Anne Koschmider and Julianne Horowitz 's posts (Hexagonal Thinking for World War I and Hooked on “Hexagonics" respectively) inspired me to try out hexagonal thinking before the "Recipe for a Revolution" activity.
Last year, during hybrid instruction, my students (9th graders) encountered 2 major challenges with "Recipe for a Revolution":
1) Not all students were familiar with how recipes are organized and structured
2) Not all students grasped the causational relationships among the "ingredients" for a revolution
These challenges together led to cognitive overload and unfairly prevented some students from successfully illustrating causation.

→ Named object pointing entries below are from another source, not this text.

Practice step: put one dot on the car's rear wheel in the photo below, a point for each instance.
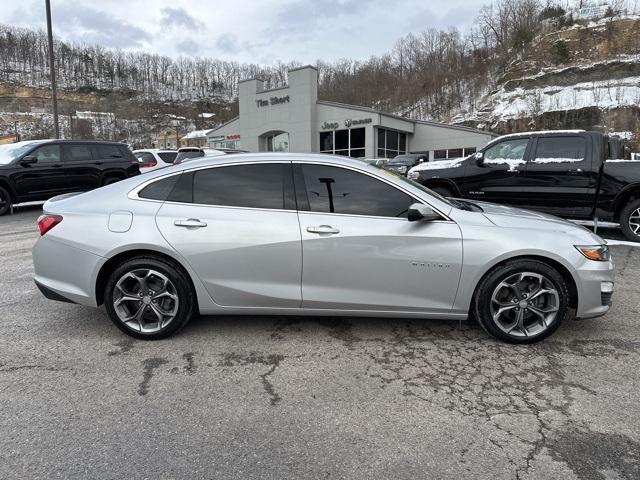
(630, 220)
(5, 201)
(149, 298)
(523, 301)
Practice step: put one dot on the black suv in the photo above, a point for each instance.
(37, 170)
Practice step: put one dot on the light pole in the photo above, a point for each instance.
(52, 71)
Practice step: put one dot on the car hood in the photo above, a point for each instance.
(511, 217)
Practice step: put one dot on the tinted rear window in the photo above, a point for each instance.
(109, 151)
(561, 148)
(168, 157)
(76, 153)
(255, 186)
(160, 189)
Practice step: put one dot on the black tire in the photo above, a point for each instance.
(627, 217)
(5, 201)
(110, 180)
(484, 306)
(444, 191)
(182, 288)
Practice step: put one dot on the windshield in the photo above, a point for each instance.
(11, 151)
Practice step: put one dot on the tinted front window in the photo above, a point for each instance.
(11, 151)
(338, 190)
(47, 154)
(256, 186)
(109, 151)
(560, 148)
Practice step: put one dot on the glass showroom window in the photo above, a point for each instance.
(278, 142)
(391, 143)
(349, 142)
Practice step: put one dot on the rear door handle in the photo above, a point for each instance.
(190, 223)
(326, 229)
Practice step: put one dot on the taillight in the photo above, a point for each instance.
(47, 222)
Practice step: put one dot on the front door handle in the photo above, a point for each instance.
(326, 229)
(190, 223)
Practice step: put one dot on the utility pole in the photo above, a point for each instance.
(52, 71)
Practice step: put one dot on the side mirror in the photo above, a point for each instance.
(28, 160)
(420, 211)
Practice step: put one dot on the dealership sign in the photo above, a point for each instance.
(272, 101)
(361, 121)
(347, 123)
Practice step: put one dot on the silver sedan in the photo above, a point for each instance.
(313, 235)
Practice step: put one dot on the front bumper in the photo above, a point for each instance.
(595, 289)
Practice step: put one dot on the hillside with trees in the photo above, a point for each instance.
(502, 75)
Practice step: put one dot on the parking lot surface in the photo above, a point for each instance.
(276, 397)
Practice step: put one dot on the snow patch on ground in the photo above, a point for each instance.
(522, 102)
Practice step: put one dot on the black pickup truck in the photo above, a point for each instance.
(573, 174)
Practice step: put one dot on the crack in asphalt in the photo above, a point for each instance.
(124, 346)
(30, 367)
(150, 365)
(508, 386)
(272, 361)
(190, 368)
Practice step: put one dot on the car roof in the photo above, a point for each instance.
(270, 157)
(156, 150)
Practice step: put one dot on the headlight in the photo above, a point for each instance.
(599, 253)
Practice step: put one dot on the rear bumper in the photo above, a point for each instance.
(50, 294)
(65, 273)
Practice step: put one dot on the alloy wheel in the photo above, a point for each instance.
(634, 221)
(145, 300)
(524, 304)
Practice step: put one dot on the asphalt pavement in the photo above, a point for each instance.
(295, 397)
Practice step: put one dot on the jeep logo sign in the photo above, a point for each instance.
(347, 123)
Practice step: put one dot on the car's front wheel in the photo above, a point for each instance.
(149, 298)
(523, 301)
(630, 220)
(5, 201)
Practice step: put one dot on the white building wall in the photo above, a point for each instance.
(295, 109)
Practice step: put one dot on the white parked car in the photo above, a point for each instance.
(189, 153)
(153, 158)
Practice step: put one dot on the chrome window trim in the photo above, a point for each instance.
(133, 193)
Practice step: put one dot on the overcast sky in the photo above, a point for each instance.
(255, 31)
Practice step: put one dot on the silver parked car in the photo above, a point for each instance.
(312, 235)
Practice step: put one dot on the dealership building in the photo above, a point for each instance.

So this year, I decided to add 2 additional steps to the process--hexagonal thinking and a more direct conversation about the organization, structure, and purpose of recipes. The hexagonal thinking activity allowed small groups of students to "think aloud" through the connections among terms and start building an understanding of causation, while also solidifying their conceptual understanding of key vocabulary words like "sovereignty" and "nationalism." Students who had shown little understanding of the connection between the Enlightenment and the revolutions the previous day were now connecting the dots. Several students reported that the hexagons helped them see that all of these concepts were connected.
As we begin the process of understanding how recipes work and then creating their own recipes today, I am glad that students will be able to go back to their hexagons and use the connections they identified to help them determine how the "ingredients" combined to create revolutions in the 19th century.